Big Data translators crucial for capturing potential
Big Data is complex and in order to maximise its potential, organisations not only need specialists who understand the data, but also “translators” who can analyse and clearly communicate the retrieved information to the executive level, says McKinsey & Company. By treating the process as a value chain, and attracting and positioning two or more “translators” that can effectively work together on the translation between their respective groups, transforming raw Big Data as input into business decisions as output, the maximum potential can be derived from the process as a whole.
Big Data is almost synonymous with data sets so large and complex that it becomes difficult to process it using traditional data processing applications. Instead, to get at the insights contained in the data people are needed at each step of its transformation. A recent McKinsey & Company survey finds that companies continue to face this issue, with only 18% of firms believing that they have the skills necessary to unlock the insights contained in Big Data effectively. At the same time, only 19% of companies are confident that their insights-gathering processes contribute directly to sales effectiveness. The crunching of numbers, while being able to create relevant insights derived from advanced analytics, is not enough if they cannot be understood by the decision making executives.
McKinsey suggests that raw data needs to be translated into relevant insights by analytics, as refined relevant data. The refined data then needs to be translated and communicated to the executive level for business decisions. While in the background complex IT systems facilitate the process as a whole. Each of these functions, from the initial data input to the decision potential contained in the relevant outputs, requires both specialists doing and supporting the transformations, as well as those that are able to communicate the information between functional working groups. According to the consulting firm, an effective “Big Data to decision” conversation process requires the seamless interplay of strategically well placed personnel that bridge between working groups.
Yet looking for a single translator at the right intersection of all the various skills needed, McKinsey suggests, is like looking for a unicorn. It’s more realistic to find translators who possess two complementary sets of skills, such as computer programming and finance, statistics and marketing, or psychology and economics. In almost all cases a business will need at least two translators to bridge each pair of function. By having an interplay of relevant skills a more robust output may develop than if one person makes executive decisions about the translation; collaboration rather than straight translation adds potentially valuable insights.

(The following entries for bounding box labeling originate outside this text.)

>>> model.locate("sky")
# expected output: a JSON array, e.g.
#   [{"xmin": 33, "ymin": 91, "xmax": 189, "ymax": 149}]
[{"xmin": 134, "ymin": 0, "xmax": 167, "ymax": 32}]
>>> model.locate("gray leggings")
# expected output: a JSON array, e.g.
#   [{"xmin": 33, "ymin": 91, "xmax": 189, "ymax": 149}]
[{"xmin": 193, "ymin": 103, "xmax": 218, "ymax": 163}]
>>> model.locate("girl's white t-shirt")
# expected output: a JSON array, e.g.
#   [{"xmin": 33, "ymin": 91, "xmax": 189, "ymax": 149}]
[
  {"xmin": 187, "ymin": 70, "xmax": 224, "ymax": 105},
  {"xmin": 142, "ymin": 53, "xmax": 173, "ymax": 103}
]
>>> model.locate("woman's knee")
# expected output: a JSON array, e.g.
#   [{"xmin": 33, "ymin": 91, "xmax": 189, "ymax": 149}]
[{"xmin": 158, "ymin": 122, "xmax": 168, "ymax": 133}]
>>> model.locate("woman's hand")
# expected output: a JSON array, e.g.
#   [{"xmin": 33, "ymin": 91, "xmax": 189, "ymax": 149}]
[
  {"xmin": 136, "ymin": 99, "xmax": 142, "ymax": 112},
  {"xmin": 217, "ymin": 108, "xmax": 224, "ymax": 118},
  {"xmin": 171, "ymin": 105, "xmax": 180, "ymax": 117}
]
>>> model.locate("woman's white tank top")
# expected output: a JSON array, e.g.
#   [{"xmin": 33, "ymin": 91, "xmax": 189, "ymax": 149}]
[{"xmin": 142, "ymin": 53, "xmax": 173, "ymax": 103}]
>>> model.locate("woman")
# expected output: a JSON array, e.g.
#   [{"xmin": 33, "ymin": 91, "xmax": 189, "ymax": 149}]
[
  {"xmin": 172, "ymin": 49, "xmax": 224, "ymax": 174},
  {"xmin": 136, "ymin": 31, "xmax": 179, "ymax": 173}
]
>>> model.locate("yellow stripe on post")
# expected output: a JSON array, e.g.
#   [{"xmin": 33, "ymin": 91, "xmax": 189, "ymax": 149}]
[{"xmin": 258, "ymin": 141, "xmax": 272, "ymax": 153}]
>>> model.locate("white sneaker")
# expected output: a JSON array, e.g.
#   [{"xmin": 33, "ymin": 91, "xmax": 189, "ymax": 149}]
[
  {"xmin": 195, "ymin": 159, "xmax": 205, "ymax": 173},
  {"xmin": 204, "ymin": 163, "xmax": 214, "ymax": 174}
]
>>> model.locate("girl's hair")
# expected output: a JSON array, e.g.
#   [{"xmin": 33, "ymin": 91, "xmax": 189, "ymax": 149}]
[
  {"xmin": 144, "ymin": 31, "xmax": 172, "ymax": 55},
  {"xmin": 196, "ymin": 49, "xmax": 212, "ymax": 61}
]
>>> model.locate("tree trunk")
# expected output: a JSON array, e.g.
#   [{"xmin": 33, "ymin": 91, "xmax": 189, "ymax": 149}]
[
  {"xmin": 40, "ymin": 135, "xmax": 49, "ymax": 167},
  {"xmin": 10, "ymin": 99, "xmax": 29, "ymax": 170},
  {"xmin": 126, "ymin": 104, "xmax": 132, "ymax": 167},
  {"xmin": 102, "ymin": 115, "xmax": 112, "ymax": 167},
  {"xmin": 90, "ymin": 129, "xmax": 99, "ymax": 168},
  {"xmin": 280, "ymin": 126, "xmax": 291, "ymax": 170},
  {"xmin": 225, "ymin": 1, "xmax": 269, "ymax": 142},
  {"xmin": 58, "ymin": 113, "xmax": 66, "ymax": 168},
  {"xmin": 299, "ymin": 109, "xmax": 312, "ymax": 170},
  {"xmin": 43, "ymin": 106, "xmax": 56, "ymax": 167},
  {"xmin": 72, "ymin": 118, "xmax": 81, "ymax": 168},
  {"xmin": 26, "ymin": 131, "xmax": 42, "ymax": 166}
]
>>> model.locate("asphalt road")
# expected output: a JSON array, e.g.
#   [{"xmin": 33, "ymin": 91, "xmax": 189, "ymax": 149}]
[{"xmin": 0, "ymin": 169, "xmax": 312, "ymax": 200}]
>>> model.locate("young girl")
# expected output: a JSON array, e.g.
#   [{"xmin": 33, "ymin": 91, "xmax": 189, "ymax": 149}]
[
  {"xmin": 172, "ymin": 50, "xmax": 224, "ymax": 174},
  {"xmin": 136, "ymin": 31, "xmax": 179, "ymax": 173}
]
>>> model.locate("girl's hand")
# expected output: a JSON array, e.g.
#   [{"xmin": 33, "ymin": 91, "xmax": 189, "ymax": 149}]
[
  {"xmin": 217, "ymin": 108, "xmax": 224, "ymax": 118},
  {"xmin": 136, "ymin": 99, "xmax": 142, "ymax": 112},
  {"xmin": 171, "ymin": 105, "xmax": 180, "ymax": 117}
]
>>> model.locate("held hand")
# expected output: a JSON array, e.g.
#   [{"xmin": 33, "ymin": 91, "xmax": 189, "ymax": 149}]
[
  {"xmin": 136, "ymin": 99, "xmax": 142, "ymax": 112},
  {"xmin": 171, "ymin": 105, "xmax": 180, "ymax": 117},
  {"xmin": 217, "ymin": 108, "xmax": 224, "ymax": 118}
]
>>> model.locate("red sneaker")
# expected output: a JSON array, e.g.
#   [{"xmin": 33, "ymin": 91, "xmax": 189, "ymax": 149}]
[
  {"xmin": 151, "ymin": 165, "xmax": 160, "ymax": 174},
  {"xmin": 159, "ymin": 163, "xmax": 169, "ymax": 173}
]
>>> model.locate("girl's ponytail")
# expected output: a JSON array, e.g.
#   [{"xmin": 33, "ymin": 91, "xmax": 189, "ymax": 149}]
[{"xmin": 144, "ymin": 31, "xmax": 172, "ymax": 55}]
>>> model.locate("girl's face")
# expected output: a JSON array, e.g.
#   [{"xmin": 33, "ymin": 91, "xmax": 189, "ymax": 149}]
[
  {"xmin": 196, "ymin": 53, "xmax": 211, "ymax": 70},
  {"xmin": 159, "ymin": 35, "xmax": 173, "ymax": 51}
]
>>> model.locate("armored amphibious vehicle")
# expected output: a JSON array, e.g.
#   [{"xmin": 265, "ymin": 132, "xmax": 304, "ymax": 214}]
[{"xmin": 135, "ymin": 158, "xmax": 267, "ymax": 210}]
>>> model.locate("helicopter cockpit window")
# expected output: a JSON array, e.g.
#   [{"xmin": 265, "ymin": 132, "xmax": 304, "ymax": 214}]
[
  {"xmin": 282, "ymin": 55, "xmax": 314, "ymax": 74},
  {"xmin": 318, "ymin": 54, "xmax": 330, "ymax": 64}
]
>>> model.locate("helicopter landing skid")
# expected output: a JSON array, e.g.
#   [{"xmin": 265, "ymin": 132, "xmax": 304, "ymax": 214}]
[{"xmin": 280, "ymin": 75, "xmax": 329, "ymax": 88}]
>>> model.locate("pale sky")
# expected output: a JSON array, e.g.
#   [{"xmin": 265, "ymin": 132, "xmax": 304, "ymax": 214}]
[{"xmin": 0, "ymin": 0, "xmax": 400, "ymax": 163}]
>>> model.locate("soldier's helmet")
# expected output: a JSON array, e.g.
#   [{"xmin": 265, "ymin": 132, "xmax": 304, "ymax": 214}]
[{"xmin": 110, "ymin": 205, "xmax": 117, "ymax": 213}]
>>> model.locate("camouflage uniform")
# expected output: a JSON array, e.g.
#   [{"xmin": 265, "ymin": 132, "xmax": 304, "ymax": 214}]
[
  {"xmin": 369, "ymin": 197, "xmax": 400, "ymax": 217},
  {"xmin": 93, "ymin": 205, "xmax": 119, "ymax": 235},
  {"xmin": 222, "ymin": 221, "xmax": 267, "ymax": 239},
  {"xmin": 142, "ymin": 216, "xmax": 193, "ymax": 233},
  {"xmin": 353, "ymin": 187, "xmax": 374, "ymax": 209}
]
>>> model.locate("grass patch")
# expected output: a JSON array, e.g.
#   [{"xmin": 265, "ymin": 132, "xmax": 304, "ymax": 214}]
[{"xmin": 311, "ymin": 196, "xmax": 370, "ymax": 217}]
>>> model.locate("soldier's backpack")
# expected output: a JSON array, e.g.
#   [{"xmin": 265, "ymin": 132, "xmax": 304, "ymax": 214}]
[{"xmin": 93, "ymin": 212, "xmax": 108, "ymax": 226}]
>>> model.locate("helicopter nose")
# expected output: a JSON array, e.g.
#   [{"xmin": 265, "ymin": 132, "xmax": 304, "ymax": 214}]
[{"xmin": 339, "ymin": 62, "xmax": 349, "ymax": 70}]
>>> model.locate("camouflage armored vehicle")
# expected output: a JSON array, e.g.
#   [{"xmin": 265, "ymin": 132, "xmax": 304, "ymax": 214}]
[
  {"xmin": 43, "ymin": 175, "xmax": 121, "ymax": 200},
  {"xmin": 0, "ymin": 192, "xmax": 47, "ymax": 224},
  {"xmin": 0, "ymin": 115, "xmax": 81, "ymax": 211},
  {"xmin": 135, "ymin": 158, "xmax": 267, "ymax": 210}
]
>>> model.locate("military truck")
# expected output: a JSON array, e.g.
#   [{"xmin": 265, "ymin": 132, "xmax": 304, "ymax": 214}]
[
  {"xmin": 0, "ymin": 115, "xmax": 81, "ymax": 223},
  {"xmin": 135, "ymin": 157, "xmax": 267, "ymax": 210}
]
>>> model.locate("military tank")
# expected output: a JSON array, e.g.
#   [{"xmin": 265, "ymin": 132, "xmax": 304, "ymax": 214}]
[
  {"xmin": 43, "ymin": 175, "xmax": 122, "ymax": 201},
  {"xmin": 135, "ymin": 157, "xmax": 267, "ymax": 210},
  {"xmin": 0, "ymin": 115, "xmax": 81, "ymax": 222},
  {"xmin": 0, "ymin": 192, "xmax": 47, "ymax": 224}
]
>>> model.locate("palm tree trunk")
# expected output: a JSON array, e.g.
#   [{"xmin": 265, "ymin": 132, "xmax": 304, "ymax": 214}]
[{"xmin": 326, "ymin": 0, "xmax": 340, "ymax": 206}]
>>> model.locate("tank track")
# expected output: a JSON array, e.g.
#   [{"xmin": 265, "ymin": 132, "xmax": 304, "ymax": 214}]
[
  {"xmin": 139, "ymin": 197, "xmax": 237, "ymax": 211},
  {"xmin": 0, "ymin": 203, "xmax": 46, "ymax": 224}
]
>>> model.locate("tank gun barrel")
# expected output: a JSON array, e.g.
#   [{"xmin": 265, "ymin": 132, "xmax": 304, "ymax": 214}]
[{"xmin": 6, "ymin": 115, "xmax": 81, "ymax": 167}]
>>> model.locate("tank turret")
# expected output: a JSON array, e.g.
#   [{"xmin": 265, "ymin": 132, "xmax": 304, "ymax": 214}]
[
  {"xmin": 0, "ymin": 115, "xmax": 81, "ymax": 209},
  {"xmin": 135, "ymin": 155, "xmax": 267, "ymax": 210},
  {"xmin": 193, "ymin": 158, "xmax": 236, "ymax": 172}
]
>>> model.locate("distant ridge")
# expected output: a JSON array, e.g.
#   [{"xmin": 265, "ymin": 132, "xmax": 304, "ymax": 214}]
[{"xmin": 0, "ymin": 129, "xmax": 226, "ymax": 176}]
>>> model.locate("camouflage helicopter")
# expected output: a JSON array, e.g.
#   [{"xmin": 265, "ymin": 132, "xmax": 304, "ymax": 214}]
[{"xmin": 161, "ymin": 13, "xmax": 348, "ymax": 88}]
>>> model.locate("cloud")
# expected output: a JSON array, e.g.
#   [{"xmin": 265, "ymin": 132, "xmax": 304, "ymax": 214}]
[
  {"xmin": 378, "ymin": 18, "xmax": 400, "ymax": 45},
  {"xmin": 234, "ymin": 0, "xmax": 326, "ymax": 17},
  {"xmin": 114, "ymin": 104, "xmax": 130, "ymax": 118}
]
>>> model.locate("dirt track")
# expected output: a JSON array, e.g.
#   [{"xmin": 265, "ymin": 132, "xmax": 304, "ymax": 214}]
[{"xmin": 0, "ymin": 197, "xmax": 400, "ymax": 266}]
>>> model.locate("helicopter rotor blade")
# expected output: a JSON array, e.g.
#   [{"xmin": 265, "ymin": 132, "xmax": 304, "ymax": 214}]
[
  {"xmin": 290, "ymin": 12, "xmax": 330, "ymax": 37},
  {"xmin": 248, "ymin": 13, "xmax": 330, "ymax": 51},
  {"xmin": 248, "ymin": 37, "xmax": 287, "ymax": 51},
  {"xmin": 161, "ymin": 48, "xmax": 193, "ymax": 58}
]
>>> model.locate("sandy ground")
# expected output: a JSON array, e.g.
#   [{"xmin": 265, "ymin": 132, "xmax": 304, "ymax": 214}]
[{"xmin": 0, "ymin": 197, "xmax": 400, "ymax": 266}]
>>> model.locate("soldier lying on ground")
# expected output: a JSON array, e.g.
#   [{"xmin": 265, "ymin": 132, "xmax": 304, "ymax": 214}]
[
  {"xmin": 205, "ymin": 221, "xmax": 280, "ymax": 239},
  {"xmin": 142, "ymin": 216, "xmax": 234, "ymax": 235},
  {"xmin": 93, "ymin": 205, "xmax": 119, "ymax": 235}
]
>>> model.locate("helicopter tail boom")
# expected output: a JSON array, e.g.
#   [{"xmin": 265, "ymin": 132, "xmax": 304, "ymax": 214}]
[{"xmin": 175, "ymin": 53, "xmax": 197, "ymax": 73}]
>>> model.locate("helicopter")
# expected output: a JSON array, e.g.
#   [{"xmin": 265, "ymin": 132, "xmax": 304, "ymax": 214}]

The authors remarking that: “In effect, translators form the links that bind the chain of an effective advanced-analytics capability. On the business end, that requires people who can define a strategy and run the economic and financial analysis to determine the value of the opportunities to pursue. Translators turn those analyses into requirements that guide IT’s development of an analytics environment to perform, validate, and ultimately scale analytics. When the data are rendered into insights, business managers need to then translate them into messages and offers to be delivered to the marketplace.”